In all there are about 1,200 jobs in prospect for the Durham Employment Exchange area, whereas at the April count there were 948 registered unemployed. In addition, the Post Office Savings Department is to be moved to the Durham area. A start has already been made, and the Post Office hopes to build up a staff of 600 over the next eighteen months, over 400 of whom will he recruited locally. I can tell the hon. Member that the Post Office has informed me that 200 will be recruited locally this year, and that of the 400 or so jobs available locally over half are likely to be for men.

More jobs—particularly for men—are needed, but a good start has been made, and I believe that the prospects for the area as a whole are good. As the hon. Member has said, the rural district is surrounded by other local employment exchange areas, which are development districts, and there is considerable movement between these areas—Houghton-le- Spring, Haswell, Chester-le-Street, Spennymoor and Crook—and between these areas and the Durham rural district.

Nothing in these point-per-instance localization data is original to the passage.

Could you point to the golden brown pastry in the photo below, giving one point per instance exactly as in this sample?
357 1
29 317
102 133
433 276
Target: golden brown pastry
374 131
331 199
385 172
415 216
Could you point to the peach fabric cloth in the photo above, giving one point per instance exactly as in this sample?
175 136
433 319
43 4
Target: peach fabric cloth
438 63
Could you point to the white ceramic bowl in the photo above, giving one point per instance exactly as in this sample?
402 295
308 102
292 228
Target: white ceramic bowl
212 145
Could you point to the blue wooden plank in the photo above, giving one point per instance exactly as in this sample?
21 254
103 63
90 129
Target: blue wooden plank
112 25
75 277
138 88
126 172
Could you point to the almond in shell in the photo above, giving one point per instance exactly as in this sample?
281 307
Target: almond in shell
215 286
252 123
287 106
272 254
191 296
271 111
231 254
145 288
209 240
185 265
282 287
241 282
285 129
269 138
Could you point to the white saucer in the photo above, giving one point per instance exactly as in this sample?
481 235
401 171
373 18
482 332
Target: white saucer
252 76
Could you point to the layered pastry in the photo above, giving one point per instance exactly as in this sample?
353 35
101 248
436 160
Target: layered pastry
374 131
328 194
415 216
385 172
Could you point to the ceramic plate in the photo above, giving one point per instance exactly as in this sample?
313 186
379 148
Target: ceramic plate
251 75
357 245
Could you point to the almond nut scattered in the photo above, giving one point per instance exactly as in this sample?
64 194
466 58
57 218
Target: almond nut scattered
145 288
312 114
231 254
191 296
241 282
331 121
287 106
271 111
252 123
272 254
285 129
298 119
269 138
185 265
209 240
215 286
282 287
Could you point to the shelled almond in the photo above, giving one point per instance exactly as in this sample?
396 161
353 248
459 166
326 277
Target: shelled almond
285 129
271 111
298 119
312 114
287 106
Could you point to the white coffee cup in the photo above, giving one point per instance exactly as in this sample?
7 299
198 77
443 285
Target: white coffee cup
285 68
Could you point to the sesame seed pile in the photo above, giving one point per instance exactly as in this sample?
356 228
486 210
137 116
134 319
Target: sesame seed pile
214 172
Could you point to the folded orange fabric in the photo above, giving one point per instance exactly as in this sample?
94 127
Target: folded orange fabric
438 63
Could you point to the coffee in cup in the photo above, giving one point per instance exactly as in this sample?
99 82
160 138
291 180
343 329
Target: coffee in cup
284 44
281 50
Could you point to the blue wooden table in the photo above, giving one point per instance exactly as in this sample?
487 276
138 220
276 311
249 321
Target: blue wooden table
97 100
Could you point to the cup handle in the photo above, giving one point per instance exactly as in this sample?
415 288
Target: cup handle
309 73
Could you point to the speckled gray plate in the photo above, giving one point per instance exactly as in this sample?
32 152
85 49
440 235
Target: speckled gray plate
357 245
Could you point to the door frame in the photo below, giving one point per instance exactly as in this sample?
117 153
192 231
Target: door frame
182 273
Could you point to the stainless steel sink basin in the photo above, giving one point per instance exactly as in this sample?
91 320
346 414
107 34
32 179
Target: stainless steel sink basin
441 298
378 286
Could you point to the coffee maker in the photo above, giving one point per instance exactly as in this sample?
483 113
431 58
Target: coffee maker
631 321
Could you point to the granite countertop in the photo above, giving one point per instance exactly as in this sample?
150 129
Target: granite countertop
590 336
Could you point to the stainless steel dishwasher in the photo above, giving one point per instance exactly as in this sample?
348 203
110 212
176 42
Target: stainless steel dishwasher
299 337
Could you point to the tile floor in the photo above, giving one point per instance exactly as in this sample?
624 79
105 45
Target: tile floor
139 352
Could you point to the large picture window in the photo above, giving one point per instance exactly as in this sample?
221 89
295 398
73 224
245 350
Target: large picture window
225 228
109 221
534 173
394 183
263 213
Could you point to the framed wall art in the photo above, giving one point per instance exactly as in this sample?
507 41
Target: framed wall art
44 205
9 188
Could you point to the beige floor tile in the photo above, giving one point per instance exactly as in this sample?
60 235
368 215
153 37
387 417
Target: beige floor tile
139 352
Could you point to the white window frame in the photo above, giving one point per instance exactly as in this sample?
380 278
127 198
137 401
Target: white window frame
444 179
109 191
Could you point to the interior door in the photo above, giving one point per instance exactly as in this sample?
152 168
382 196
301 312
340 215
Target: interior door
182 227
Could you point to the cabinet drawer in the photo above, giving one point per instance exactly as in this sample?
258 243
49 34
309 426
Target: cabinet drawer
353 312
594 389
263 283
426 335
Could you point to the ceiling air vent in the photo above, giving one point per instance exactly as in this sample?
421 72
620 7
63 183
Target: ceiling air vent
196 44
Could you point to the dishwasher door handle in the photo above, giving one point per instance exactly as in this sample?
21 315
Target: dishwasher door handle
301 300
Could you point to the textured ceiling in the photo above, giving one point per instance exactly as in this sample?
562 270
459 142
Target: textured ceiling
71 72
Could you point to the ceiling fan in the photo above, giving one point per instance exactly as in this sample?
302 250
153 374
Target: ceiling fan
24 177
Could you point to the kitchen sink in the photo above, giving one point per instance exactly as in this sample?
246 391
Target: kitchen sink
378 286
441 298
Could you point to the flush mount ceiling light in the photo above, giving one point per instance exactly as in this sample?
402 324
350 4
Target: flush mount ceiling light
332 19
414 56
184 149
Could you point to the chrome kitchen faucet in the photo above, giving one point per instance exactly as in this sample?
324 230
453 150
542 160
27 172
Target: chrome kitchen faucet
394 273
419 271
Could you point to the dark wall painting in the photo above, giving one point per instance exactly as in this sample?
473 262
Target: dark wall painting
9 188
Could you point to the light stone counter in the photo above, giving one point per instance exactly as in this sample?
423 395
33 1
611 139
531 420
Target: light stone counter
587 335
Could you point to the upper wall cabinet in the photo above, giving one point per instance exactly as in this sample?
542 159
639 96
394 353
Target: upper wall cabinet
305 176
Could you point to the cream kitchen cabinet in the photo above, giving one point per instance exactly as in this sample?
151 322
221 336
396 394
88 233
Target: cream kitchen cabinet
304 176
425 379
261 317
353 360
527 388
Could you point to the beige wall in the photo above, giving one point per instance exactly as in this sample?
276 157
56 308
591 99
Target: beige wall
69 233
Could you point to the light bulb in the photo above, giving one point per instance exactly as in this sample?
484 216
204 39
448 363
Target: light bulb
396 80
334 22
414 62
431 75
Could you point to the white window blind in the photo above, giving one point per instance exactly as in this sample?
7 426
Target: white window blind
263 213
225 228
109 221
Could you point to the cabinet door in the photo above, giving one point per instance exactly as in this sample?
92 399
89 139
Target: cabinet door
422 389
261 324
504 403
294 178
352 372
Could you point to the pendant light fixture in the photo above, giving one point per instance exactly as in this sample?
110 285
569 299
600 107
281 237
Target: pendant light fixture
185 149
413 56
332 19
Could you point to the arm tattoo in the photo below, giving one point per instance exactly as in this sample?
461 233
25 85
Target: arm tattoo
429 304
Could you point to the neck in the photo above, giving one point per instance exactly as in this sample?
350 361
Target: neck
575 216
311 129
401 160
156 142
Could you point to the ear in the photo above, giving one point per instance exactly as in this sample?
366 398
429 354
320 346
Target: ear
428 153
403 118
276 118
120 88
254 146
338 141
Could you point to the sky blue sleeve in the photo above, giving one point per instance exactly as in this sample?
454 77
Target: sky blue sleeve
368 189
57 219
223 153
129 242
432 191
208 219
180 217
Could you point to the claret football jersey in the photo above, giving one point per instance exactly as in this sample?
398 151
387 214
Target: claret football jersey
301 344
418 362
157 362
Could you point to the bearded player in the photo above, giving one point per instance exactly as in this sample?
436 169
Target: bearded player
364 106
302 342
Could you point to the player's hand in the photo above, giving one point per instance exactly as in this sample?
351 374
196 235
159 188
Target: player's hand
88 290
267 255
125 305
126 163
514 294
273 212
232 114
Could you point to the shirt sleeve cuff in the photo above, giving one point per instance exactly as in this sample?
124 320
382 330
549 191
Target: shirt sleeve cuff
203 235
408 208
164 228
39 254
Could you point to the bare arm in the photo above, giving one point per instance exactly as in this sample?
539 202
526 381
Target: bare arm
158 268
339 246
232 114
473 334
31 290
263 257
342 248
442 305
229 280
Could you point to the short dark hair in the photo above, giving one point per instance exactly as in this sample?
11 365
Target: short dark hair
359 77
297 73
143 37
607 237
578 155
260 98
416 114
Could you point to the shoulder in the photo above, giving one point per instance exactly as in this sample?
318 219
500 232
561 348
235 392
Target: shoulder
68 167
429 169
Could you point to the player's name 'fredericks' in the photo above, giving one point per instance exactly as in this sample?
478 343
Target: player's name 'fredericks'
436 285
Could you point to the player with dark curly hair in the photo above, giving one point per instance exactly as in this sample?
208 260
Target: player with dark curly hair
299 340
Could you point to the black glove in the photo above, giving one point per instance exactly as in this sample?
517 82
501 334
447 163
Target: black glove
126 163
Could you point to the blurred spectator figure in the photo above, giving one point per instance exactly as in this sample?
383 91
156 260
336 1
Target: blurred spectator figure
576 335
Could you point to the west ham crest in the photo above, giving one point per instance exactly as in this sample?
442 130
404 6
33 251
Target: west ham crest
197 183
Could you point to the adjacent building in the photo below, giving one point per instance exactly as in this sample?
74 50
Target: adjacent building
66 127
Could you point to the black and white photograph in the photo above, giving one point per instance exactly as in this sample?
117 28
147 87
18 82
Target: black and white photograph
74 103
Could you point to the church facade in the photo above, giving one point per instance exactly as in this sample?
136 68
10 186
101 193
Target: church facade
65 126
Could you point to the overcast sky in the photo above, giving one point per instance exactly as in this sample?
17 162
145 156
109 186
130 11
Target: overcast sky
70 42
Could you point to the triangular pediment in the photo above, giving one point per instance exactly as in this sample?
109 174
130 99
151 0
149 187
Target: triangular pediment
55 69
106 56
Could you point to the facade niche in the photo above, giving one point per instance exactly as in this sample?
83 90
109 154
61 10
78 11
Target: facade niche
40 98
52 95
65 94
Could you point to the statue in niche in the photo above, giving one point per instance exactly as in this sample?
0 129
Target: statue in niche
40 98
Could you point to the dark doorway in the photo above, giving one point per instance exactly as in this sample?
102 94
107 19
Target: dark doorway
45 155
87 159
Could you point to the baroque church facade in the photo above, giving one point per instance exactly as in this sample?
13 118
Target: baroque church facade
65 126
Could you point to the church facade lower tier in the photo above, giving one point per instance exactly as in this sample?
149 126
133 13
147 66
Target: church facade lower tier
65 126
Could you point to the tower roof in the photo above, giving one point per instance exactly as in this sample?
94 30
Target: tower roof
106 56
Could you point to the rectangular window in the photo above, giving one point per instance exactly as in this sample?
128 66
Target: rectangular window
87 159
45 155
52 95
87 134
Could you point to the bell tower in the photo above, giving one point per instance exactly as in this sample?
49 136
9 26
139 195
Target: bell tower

In practice, this means that virtually any worthwhile project in the rural Durham area would be eligible for assistance under the Local Employment Act to the extent that it would employ workers from the surrounding development districts. Development assisted in this way will clearly benefit the area as a whole, including rural Durham, even though it is not listed as a development district itself. Where residents of the Durham rural district register at nearby employment exchanges rather than at the Durham Employment Exchange they will obviously stand to benefit from projects assisted under the Act.

While my right hon. Friend could not agree to put the Durham rural district: area on the list of development districts at the present time, I can assure the hon. Member that this list is kept under constant review—

The Question having been proposed after Ten o'clock and the debate having continued for half an hour, Mr. SPEAKER adjourned the House without Question put, pursuant to the Standing Order.

Adjourned at four minutes to Twelve o'clock.